She had spent almost three months in the costly confinement of Dr. Logan's private asylum after Isabel's birth. That autumn had been lost to her altogether, but then, quite suddenly, she was allowed home in time for Christmas. She presumed Dr. Logan had seen some sign in her that signalled her complete recovery. She herself wasn't at all certain. She didn't believe and trust in anything then, not even the conclusions and instincts of her own mind. Especially those.
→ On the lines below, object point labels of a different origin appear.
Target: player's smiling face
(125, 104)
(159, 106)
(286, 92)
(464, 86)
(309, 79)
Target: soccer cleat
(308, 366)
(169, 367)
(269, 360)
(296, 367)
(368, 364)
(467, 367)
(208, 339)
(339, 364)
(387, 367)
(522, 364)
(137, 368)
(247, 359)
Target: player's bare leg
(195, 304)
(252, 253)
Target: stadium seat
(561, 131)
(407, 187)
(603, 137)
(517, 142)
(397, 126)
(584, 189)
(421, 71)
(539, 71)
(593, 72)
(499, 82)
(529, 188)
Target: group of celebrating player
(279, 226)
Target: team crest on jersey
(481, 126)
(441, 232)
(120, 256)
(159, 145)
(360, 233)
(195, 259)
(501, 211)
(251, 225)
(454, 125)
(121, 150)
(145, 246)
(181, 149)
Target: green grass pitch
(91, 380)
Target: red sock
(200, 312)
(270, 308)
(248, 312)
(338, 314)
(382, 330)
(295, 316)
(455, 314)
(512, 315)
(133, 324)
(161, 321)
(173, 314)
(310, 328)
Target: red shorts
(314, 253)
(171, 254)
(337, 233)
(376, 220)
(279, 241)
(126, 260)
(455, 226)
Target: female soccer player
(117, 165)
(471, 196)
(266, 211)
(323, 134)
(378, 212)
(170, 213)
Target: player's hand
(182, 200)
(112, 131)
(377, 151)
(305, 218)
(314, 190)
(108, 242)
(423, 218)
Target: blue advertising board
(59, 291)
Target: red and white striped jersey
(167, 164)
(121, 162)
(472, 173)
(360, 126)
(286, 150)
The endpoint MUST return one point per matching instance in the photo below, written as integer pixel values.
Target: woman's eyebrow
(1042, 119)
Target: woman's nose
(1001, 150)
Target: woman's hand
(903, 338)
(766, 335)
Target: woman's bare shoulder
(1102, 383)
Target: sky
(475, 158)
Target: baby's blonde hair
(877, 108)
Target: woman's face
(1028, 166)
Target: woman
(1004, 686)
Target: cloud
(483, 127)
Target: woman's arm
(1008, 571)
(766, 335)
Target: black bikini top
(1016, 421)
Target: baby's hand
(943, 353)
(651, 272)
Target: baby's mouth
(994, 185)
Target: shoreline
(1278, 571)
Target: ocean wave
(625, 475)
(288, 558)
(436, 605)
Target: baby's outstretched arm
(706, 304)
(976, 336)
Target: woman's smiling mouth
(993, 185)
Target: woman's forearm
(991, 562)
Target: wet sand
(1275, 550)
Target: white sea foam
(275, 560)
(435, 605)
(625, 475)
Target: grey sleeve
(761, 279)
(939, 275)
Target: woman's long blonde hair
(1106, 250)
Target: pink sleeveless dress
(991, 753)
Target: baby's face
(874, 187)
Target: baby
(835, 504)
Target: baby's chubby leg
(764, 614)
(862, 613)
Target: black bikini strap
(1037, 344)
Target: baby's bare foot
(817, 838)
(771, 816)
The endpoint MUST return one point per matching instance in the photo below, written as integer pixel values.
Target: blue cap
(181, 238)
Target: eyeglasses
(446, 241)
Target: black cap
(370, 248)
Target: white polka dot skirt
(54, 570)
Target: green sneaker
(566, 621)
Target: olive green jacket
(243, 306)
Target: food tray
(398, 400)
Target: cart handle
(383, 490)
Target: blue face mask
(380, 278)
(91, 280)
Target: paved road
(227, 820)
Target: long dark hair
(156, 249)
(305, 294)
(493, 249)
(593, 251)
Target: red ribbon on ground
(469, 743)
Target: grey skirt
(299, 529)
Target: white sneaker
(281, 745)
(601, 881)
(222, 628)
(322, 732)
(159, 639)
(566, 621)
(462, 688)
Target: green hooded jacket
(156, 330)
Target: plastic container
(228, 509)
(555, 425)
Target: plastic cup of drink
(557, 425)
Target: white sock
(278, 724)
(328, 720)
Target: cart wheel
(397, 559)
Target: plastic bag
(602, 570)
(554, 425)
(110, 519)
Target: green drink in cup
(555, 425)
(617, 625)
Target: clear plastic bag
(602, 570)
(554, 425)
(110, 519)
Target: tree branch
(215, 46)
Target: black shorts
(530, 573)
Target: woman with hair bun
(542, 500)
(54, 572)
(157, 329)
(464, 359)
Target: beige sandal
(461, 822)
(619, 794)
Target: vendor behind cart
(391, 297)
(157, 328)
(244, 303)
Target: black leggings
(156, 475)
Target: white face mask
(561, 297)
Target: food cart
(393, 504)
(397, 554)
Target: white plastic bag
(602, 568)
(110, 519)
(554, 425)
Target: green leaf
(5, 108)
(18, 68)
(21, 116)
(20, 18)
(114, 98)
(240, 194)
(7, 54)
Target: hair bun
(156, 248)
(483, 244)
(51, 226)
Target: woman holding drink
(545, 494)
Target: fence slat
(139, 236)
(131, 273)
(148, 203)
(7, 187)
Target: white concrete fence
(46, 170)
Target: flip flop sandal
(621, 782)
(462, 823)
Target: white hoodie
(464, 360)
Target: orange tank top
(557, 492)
Edward had had the staff go to an enormous amount of effort. A huge tree had been placed in the hallway and decorated, each branch laden with gold-leafed fruit and nuts, slender tapers, and tiny, painstaking replicas of Stanton House's furniture—from the drawing room's convex mirror to the grandfather clock. Sprigs of holly studded with bloodred berries had been tucked behind the gilt frames of every one of the Stanton family portraits that lined the main staircase, the dour countenances that Edward believed
lent the new house an air of permanence made a little less stern by their gaudy adornment.

As she came in through the door, afraid that the tears would come, and Edward would think that she had not been cured after all, she detected the smells of cloves and cinnamon. Underneath the spice, more subtly, was the comforting waft of a baking cake, warming orange peel and vanilla, rising from Mrs. Wentworth's domain. It was a fitting aroma for her return, redolent of home and hearth and family—all the things that were supposed to make a woman content—but she found herself wondering if it was just a facade behind which there was nothing, no better than a circus tent's illusion bought for a penny.

High above them, unnoticed by Elizabeth at first, a kissing bough had been suspended from the chandelier. The mistletoe, its berries gleaming like pearls, was entwined with ivy—a rustic touch compared to the faceted crystal confection it hung from.

“Will you let me have a kiss, then?” said Edward, as the last servant melted away. “To mark your return to us.”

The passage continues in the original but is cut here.